Médicaments pouvant induire des accidents hémolytiques chez les sujets déficients en G6PD
Précautions d'emploi des médicaments en cas de Déficit en G6PD.
Remarques préliminaires très importantes à l'intention du déficitaire, de sa famille et des médecins traitants.
Deux listes de médicaments sont bien individualisées :
1- Les produits dangereux car clairement responsables d'accidents hémolytiques, pour tous les auteurs, dans la bibliographie, et dont les principes actifs sont à éviter formellement pour toutes prescriptions chez les sujets déficitaires même s'il existe des variations importantes individuelles. Ces produits peuvent être dangereux sous toutes les formes : collyre, sous-cutanée, intramusculaire, intraveineuse, pommade, etc...
2- Les produits qui ne sont théoriquement dangereux que lorsque l'on dépasse les doses thérapeutiques habituelles (inscrites dans les Dictionnaires des Médicaments comme le VIDAL et dans les notices d'emploi de chaque boîte.
Cependant le déficitaire, avant de prendre un produit de cette seconde; liste, devra en discuter avec son médecin pour être certain qu'il n'existe pas d'autre traitement aussi efficace sur sa maladie ou ses symptômes et qui ne serait aucunement dangereux en cas de déficit en G6PD.
Ces produits sont inscrits dans la Banque de pharmacovigilance française de la BIAM, créée à l'initiative de l'Université et de l'industrie pharmaceutique, sous la rubrique " Précautions d'emploi en cas de déficit en G6PD.
Trois remarques sont à lire attentivement :
1- Ces listes comportent certains médicaments qui ont été retirés de la vente dans certains pays à cause de leurs effets indésirables sévères. Ils ont cependant été conservés dans les listes des médicaments indiqués ci-dessus, car le déficitaire peut tomber malade dans un pays ou ils sont encore en vente et risqueraient de lui être prescrits.
2- Ces listes peuvent paraître comporter beaucoup plus de médicaments dangereux que certaines listes contenues dans les articles de nombreux auteurs.
La différence vient du fait que ces auteurs ont cité une famille thérapeutique dangereuse (ex : les sulfamides anti- infectieux) alors que nous nous sommes efforcés d'en dresser une liste plus complète pour aider médecins et familles.
3- Les Médicaments cités le sont selon la DCI (dénomination commune internationale) du principe actif responsable d'accidents hémolytiques en cas de déficit en G6PD ;
Cependant nous nous sommes efforcés de mettre à coté de la DCI le ou les noms sous lesquelles ces substances sont vendues en pharmacie dans la plupart des pays.
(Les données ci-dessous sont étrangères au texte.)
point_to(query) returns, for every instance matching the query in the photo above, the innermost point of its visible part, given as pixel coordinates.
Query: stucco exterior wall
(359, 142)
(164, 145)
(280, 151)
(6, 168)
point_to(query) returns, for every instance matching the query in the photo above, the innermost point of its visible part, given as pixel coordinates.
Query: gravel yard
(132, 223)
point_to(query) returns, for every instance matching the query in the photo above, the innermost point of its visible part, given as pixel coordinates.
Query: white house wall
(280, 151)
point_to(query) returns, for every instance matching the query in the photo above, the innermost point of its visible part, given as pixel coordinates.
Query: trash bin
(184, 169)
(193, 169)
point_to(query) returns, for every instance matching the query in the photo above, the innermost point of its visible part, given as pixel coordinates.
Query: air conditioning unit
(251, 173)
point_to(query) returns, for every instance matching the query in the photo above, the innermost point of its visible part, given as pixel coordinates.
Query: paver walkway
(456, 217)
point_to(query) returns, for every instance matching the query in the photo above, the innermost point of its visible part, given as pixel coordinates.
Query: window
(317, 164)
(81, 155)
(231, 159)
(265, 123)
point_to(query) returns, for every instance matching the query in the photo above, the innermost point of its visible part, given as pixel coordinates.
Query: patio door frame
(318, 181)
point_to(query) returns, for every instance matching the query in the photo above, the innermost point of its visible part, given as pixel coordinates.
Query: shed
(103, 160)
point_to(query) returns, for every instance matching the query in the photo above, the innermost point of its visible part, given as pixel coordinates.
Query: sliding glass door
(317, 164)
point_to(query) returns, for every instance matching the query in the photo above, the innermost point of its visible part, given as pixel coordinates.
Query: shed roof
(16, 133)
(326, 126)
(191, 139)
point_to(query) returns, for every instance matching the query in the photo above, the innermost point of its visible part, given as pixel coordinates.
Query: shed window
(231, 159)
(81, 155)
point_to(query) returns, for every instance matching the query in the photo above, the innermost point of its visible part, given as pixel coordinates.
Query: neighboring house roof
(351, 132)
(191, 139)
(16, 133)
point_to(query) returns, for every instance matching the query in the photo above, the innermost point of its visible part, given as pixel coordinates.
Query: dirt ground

Cette liste ne peut être exhaustive. Elle a été établie en avril 2004 à partir des listes de
médicaments dangereux (liste Biam 2004; Site Rialto, USA, 99) et les listes editées et publiées par:
- I'OMS en 1989;
- le Professeur Beutler en 1991; 1994
(Beutler E., Glucose-6-phosphate dehydrogenase deficiency.N Engl J Med. 1991, 324:169-174.)
(Beutler E., G6PD deficiency. Blood. 1994 , 84:3613-3636)
- le Professeur Dreyfus en 1992;
- le Professeur Luzzatto en 1998;
(in Hematology of Infancy and Childhood, chap.18, pp.704-726, WB Saunders publ.)
- le Docteur Vulliamy en 2000
(Mehta A, Mason PJ, Vulliamy TJ. Glucose-6-phosphate dehydrogenase deficiency. Baillieres Best Pract Res Clin Haematol. 2000 , 13:21-38).
Cette liste devrait être complétée chaque année, par l'intermédiaire du médecin de famille, qui se renseignera, auprès des spécialistes hospitaliers, pour savoir si des produits nouveaux ou anciens doivent être ajoutés parce qu'ils ont entraîné une hémolyse chez un déficitaire en G6PD.
Si un déficitaire est atteint d'une pathologie qui ne peut être soignée que par un médicament de la liste " dangereuse", un dialogue nécessaire et fondamental doit avoir lieu entre le patient, le médecin traitant et le spécialiste, car il s'agit de décider ou non d'une thérapeutique qui peut s'avérer dangereuse. Prenons l'exemple du cancer: plusieurs médicaments anti-cancéreux sont cités comme dangereux pour le déficitaire en G6PD; les praticiens et le malade devront nécessairement décider ensemble (consentement éclairé), d'un traitement médical avec surveillance très régulière de la possibilité d'hémolyse (pour traiter celle-ci dès le début), ou d'un traitement par chirurgie ou radiothérapie, si cette alternative est possible.
De toute manière, en tant que déficitaire ou si quelqu'un de votre entourage est concerné, ne prenez aucune initiative (arrêt du produit, par exemple) sans en avoir discuté avec le médecin traitant.